Arabia Saudita e Iran si contendono l’egemonia sul Medioriente, poiché l’Iran è alleato della Siria di Assad, (io personalmente ho incontrato combattenti iraniani sciiti che in Siria combattono dalla parte del governo) USA e Francia, in funzione antiiraniana (e perciò anti Assad), coltivano rapporti con l’Arabia Saudita sostenendola perciò nella sua azione di espansione in Medioriente. La contrapposizione tra Iran e Arabia Saudita è l’espressione politica di quella tra sciiti e sunniti. Questa più che teologica è politica, in quanto l’apposita creazione spinge i rispettivi fedeli a dividersi e a rimanere legati ai propri movimenti politici di riferimento.

Cosa pensa della chiusura di Trump ai paesi mussulmani (e non all’Arabia saudita?)

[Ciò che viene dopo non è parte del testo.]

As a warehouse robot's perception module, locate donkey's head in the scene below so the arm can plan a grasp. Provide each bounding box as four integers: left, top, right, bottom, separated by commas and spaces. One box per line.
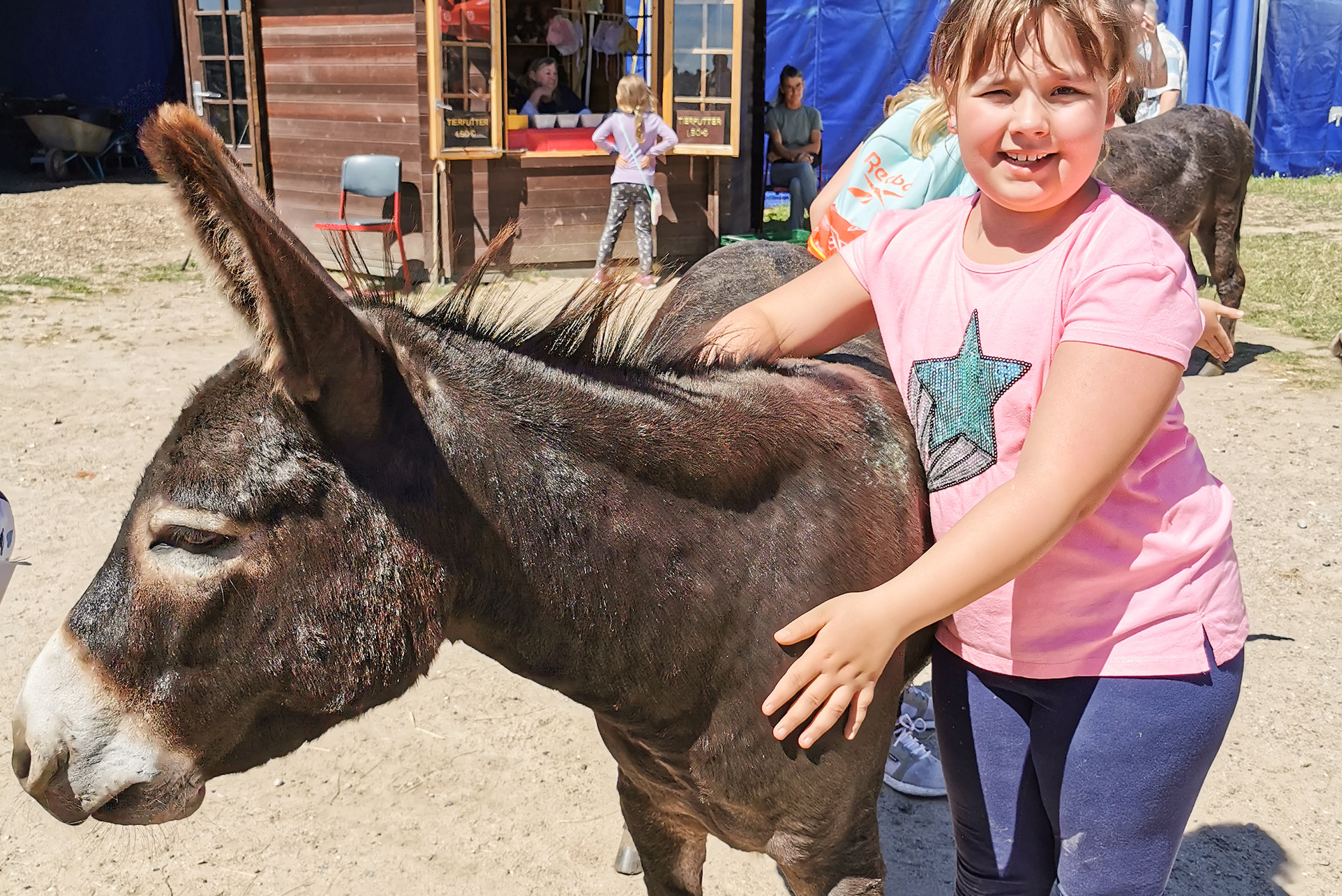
13, 106, 470, 824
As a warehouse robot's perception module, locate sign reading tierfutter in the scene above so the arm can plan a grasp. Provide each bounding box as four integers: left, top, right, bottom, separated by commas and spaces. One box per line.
443, 111, 490, 147
675, 110, 727, 146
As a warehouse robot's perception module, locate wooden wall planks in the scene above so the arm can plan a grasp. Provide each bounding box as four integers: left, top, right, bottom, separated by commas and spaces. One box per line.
258, 7, 432, 273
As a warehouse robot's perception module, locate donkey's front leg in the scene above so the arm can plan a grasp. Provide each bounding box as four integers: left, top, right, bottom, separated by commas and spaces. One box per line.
765, 806, 886, 896
616, 771, 708, 896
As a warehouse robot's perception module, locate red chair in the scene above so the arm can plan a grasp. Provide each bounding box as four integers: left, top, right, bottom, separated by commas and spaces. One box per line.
313, 156, 411, 292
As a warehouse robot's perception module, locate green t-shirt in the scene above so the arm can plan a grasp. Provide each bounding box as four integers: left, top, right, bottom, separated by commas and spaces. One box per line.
763, 103, 825, 149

Trump con una propaganda basata sulla sicurezza, vede volutamente nell’Islam un’ideologia ostile, ciò che lo ha portato a limitare gli ingressi ai mussulmani. Questa cesura ha però fornito una forte contraddizione: Trump è andato in Arabia Saudita a stringere rapporti (interrompendo pertanto la linea di Obama che con i sauditi era in attrito) e nella realtà gli interessi sono prevalsi: gli USA si sono schierati con l’Arabia Saudita, creando così una spaccatura all’interno del mondo islamico e inducendo i sauditi a prendere ufficialmente le distanze dal terrorismo e a tentare di scaricare le responsabilità per la destabilizzazione della Siria sul Qatar. Da qui la crisi diplomatica in corso tra i due Paesi che, possiamo dire, sia figlia dell’azione di Trump.

L’Arabia Saudita è genitrice di terrorismo?

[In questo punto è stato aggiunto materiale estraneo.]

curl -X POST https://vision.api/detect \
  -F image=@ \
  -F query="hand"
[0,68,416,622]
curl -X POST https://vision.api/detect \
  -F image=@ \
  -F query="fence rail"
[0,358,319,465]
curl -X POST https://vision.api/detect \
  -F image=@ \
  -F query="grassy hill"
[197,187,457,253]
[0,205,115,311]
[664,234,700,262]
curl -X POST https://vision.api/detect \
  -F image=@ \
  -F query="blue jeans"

Di fatto l’obiettivo dei Sauditi è di scaricare la colpa sul Qatar, dissociandosi verbalmente dal terrorismo. Il governo saudita sostiene di non avere mai alimentato la ribellione in Siria. Va sottolineato però un legame ideologico con la dottrina dell’Isis. Nei covi dell’Isis in Siria, ho trovato diverso materiale di ispirazione wahabita, dottrina nata (e diffusasi) proprio in Arabia Saudita.